Rivera has two campaign ads running on television. One of them, in Spanish, highlights the Miami Republican congressman’s assistance to Daniela Peláez, a North Miami Senior High School valedictorian who faced deportation to Colombia because her parents brought her to the U.S. illegally as a child.
The other ad, in English, claims Garcia, a Democrat, raised state utility rates, steered federal contracts to cronies and has been under investigation over his campaign finances. The claims are mostly inaccurate.
Rivera, a first-term congressman, is fighting to stay in office amid two federal investigations: one into his personal and campaign finances and another probing whether he illegally funneled secret money to a Garcia primary rival, Justin Lamar Sternad.

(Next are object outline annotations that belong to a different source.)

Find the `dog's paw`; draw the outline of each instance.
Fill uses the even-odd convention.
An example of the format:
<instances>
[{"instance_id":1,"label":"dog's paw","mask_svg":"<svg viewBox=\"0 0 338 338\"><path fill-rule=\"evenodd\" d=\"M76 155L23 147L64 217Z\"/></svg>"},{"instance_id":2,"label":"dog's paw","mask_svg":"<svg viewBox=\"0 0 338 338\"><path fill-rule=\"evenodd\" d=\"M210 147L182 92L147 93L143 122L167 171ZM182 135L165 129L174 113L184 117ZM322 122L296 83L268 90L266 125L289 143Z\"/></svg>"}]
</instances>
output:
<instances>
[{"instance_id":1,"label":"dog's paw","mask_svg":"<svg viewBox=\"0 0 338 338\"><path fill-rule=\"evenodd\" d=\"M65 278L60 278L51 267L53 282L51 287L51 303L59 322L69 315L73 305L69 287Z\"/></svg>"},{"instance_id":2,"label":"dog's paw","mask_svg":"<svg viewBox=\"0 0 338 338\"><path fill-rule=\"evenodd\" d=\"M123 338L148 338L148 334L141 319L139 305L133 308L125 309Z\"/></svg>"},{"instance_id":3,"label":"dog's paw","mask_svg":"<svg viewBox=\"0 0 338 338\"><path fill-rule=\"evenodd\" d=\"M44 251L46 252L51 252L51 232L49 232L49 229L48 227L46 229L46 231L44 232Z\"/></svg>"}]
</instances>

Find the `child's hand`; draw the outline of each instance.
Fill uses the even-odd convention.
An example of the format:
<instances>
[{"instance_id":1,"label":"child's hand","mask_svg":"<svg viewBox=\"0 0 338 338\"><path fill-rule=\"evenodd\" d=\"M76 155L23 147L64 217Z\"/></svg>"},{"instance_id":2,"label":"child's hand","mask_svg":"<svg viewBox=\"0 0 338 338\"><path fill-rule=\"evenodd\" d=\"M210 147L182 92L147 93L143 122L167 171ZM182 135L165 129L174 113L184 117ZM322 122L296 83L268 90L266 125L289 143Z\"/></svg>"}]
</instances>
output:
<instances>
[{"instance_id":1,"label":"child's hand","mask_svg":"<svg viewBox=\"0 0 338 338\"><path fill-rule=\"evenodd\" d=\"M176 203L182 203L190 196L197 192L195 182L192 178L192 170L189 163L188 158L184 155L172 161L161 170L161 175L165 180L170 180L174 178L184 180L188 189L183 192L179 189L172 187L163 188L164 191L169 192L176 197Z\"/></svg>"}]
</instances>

Rivera, however, continues to deny that either investigation is under way.
“No federal agency — none whatsoever — has ever confirmed or stated that I’m under investigation for anything,” he told veteran US1 Radio host Bill Becker over the weekend.

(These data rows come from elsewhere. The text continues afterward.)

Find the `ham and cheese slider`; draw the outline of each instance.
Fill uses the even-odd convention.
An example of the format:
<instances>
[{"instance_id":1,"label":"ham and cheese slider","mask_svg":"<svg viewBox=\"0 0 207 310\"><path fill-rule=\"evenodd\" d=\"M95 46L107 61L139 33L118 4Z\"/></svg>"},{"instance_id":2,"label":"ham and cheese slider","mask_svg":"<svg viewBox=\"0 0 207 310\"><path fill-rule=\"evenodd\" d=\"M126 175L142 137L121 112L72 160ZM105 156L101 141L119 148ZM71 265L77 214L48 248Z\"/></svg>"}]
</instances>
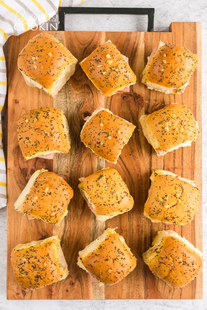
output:
<instances>
[{"instance_id":1,"label":"ham and cheese slider","mask_svg":"<svg viewBox=\"0 0 207 310\"><path fill-rule=\"evenodd\" d=\"M129 92L129 86L136 82L136 76L128 59L110 40L79 63L88 78L105 96L111 96L118 91Z\"/></svg>"},{"instance_id":2,"label":"ham and cheese slider","mask_svg":"<svg viewBox=\"0 0 207 310\"><path fill-rule=\"evenodd\" d=\"M124 239L114 228L107 228L79 255L78 265L90 274L92 281L107 285L119 282L137 265Z\"/></svg>"},{"instance_id":3,"label":"ham and cheese slider","mask_svg":"<svg viewBox=\"0 0 207 310\"><path fill-rule=\"evenodd\" d=\"M24 215L50 224L59 224L68 213L73 191L62 178L44 169L32 175L14 204Z\"/></svg>"},{"instance_id":4,"label":"ham and cheese slider","mask_svg":"<svg viewBox=\"0 0 207 310\"><path fill-rule=\"evenodd\" d=\"M154 223L180 225L189 223L199 200L199 191L194 181L161 170L153 172L150 179L144 215Z\"/></svg>"},{"instance_id":5,"label":"ham and cheese slider","mask_svg":"<svg viewBox=\"0 0 207 310\"><path fill-rule=\"evenodd\" d=\"M202 264L200 251L173 230L158 232L143 254L152 273L177 288L186 286L198 275Z\"/></svg>"},{"instance_id":6,"label":"ham and cheese slider","mask_svg":"<svg viewBox=\"0 0 207 310\"><path fill-rule=\"evenodd\" d=\"M81 195L98 220L104 222L133 208L133 199L115 169L105 168L79 180Z\"/></svg>"},{"instance_id":7,"label":"ham and cheese slider","mask_svg":"<svg viewBox=\"0 0 207 310\"><path fill-rule=\"evenodd\" d=\"M180 94L185 91L198 64L196 54L187 49L160 41L148 57L142 82L149 89Z\"/></svg>"},{"instance_id":8,"label":"ham and cheese slider","mask_svg":"<svg viewBox=\"0 0 207 310\"><path fill-rule=\"evenodd\" d=\"M143 133L158 156L181 147L190 146L199 133L189 108L172 104L139 119Z\"/></svg>"},{"instance_id":9,"label":"ham and cheese slider","mask_svg":"<svg viewBox=\"0 0 207 310\"><path fill-rule=\"evenodd\" d=\"M68 266L57 236L18 245L11 261L14 276L24 290L37 290L65 279Z\"/></svg>"},{"instance_id":10,"label":"ham and cheese slider","mask_svg":"<svg viewBox=\"0 0 207 310\"><path fill-rule=\"evenodd\" d=\"M52 158L55 153L68 153L70 139L62 111L40 108L27 112L17 121L18 141L24 157Z\"/></svg>"},{"instance_id":11,"label":"ham and cheese slider","mask_svg":"<svg viewBox=\"0 0 207 310\"><path fill-rule=\"evenodd\" d=\"M53 36L43 33L22 49L17 65L28 86L42 88L54 97L74 73L77 61Z\"/></svg>"},{"instance_id":12,"label":"ham and cheese slider","mask_svg":"<svg viewBox=\"0 0 207 310\"><path fill-rule=\"evenodd\" d=\"M80 133L82 142L99 157L115 164L135 126L104 108L85 119Z\"/></svg>"}]
</instances>

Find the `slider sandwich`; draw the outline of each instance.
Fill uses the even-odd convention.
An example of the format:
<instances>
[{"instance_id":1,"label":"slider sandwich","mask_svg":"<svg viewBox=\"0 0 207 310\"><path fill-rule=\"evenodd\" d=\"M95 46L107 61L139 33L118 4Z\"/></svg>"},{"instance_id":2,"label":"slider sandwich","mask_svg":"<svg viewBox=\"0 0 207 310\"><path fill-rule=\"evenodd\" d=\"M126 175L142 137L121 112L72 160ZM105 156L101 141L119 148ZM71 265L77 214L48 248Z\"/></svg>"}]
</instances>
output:
<instances>
[{"instance_id":1,"label":"slider sandwich","mask_svg":"<svg viewBox=\"0 0 207 310\"><path fill-rule=\"evenodd\" d=\"M197 276L202 264L202 253L173 230L159 231L143 254L152 272L169 285L186 286Z\"/></svg>"},{"instance_id":2,"label":"slider sandwich","mask_svg":"<svg viewBox=\"0 0 207 310\"><path fill-rule=\"evenodd\" d=\"M18 57L18 69L27 85L42 88L53 97L75 72L78 60L51 34L29 40Z\"/></svg>"},{"instance_id":3,"label":"slider sandwich","mask_svg":"<svg viewBox=\"0 0 207 310\"><path fill-rule=\"evenodd\" d=\"M165 94L183 93L198 64L196 54L177 44L160 41L143 72L142 83Z\"/></svg>"},{"instance_id":4,"label":"slider sandwich","mask_svg":"<svg viewBox=\"0 0 207 310\"><path fill-rule=\"evenodd\" d=\"M79 252L77 264L90 274L92 281L113 285L132 271L137 259L122 236L107 228Z\"/></svg>"},{"instance_id":5,"label":"slider sandwich","mask_svg":"<svg viewBox=\"0 0 207 310\"><path fill-rule=\"evenodd\" d=\"M55 153L68 153L70 139L62 111L40 108L29 111L17 121L18 142L27 160L35 157L52 159Z\"/></svg>"},{"instance_id":6,"label":"slider sandwich","mask_svg":"<svg viewBox=\"0 0 207 310\"><path fill-rule=\"evenodd\" d=\"M80 133L82 142L99 157L115 164L135 126L104 108L85 119Z\"/></svg>"},{"instance_id":7,"label":"slider sandwich","mask_svg":"<svg viewBox=\"0 0 207 310\"><path fill-rule=\"evenodd\" d=\"M69 273L57 236L18 244L11 259L14 274L24 290L37 290L63 280Z\"/></svg>"},{"instance_id":8,"label":"slider sandwich","mask_svg":"<svg viewBox=\"0 0 207 310\"><path fill-rule=\"evenodd\" d=\"M150 179L144 215L154 223L180 225L189 223L199 200L199 190L194 182L161 170L153 172Z\"/></svg>"},{"instance_id":9,"label":"slider sandwich","mask_svg":"<svg viewBox=\"0 0 207 310\"><path fill-rule=\"evenodd\" d=\"M79 63L88 78L101 94L109 96L117 92L130 91L136 76L122 55L109 40Z\"/></svg>"},{"instance_id":10,"label":"slider sandwich","mask_svg":"<svg viewBox=\"0 0 207 310\"><path fill-rule=\"evenodd\" d=\"M181 147L190 146L197 139L197 124L189 108L173 103L139 119L144 135L158 156Z\"/></svg>"},{"instance_id":11,"label":"slider sandwich","mask_svg":"<svg viewBox=\"0 0 207 310\"><path fill-rule=\"evenodd\" d=\"M42 169L32 175L15 203L15 209L25 215L58 224L68 213L73 191L62 178Z\"/></svg>"},{"instance_id":12,"label":"slider sandwich","mask_svg":"<svg viewBox=\"0 0 207 310\"><path fill-rule=\"evenodd\" d=\"M105 168L79 180L81 193L98 220L104 222L133 207L133 199L115 169Z\"/></svg>"}]
</instances>

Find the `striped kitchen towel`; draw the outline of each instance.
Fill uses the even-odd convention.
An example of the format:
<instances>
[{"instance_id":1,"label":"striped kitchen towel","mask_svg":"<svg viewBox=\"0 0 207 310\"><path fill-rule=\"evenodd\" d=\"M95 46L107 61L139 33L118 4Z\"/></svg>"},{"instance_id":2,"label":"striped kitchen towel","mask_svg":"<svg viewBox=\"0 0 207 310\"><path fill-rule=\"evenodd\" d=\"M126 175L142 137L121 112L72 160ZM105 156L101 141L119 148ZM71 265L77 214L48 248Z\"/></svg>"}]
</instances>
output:
<instances>
[{"instance_id":1,"label":"striped kitchen towel","mask_svg":"<svg viewBox=\"0 0 207 310\"><path fill-rule=\"evenodd\" d=\"M53 22L59 7L71 7L84 0L0 0L0 110L7 93L7 72L3 46L8 38L46 22ZM40 29L41 30L41 29ZM49 29L48 29L49 30ZM7 177L0 114L0 208L7 205Z\"/></svg>"}]
</instances>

Rivera long denied a state investigation into his finances — in fact, he denied he had hired a lawyer in the matter — even as his lawyer was poking holes in prosecutors’ case. Citing the statute of limitations and an ambiguous state law, prosecutors closed the investigation earlier this year without filing any of the 52 charges they had drafted against Rivera.

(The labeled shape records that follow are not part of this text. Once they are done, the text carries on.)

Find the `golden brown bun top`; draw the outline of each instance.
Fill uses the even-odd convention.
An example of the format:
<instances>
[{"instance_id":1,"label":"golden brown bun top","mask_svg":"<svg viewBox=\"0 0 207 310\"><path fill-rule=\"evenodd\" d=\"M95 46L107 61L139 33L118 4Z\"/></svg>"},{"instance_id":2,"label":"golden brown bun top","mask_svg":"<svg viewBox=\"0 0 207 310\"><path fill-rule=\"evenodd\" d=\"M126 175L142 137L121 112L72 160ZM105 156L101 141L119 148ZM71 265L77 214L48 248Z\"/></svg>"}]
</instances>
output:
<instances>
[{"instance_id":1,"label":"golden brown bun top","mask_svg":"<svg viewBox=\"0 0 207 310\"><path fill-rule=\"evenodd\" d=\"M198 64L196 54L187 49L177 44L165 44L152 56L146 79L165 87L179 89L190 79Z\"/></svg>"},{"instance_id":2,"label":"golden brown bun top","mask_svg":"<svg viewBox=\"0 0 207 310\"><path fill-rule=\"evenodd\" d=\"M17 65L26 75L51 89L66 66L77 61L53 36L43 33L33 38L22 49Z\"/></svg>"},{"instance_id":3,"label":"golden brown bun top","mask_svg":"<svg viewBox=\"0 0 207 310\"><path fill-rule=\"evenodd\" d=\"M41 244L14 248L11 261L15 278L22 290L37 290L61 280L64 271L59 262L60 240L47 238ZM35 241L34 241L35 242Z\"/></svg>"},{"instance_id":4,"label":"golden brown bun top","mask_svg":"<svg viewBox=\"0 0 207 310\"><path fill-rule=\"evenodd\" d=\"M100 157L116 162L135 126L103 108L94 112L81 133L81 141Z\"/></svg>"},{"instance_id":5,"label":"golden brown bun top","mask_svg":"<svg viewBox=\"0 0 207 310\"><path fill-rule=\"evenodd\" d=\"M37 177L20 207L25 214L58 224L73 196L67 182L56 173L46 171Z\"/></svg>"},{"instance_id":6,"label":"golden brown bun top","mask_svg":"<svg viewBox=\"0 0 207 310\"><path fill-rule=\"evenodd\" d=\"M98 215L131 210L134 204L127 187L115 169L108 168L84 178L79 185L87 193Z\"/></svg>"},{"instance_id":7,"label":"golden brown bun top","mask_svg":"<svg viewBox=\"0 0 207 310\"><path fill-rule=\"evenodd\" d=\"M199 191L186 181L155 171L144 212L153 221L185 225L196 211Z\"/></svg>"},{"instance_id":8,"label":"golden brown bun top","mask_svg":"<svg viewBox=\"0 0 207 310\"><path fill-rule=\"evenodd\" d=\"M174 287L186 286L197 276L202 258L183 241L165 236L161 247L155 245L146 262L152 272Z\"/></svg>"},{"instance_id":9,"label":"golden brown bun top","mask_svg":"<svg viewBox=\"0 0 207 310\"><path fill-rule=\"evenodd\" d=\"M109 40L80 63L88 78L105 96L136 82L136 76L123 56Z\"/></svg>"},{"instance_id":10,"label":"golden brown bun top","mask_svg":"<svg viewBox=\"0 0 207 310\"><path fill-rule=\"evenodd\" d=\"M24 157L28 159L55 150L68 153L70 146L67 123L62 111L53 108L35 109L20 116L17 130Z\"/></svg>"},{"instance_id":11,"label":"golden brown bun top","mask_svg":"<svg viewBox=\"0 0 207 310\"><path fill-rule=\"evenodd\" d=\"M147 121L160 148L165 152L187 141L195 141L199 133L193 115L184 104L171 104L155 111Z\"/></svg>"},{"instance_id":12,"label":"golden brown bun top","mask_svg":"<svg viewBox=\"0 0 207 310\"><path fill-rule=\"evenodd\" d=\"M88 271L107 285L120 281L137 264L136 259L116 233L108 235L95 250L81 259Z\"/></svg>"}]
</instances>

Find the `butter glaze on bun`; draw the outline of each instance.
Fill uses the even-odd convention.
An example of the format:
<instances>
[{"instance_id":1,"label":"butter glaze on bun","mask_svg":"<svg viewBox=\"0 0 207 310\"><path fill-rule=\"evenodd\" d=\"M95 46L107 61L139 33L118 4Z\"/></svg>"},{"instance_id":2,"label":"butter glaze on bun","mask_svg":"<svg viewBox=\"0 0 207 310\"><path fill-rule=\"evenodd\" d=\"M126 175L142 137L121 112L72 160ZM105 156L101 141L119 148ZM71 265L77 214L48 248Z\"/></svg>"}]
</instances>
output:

Records from that investigation specifically mention interviews by federal agents.
Recent Democratic and Republican polls show Rivera lagging behind Garcia, who has a Spanish-language radio ad geared at Colombian Americans and a pair of positive ads airing in English in Miami-Dade and the Florida Keys. The newly drawn congressional map for District 26 runs from Kendall to Key West.
“Scandals, corruption, partisan infighting — no wonder people have lost faith in Congress,” Garcia says in the Miami-Dade ad. “I say enough is enough.”
Rivera’s TV ad featuring Peláez, the undocumented student, is geared at non-Cuban Hispanics. The Colombian Peláez, a so-called DREAMer who would be granted legal permission to remain in the country under the stalled federal legislation known as the DREAM Act, got a reprieve from deportation in part thanks to congressional intervention — including from Rivera, who does not support the legislation. He has proposed alternatives to the DREAM Act instead.
“Like me, David Rivera has been fighting to help undocumented youth to achieve the American Dream,” Peláez says in the ad. “David Rivera has always backed us. Now it’s our turn to back him.”
The attack ad attempts to place Garcia, like Rivera, under a cloud of suspicion.
“As a utility regulator, Garcia raised our electric bills, then lobbied for the energy companies. Garcia promised us to create jobs, but funnels millions of taxpayer dollars to political cronies while sending American jobs to China,” the ad says. “Today, Garcia is under investigation for breaking the law.”
In a statement, John Estes, Garcia’s campaign manager, said Rivera is trying to distract voters from his own investigations.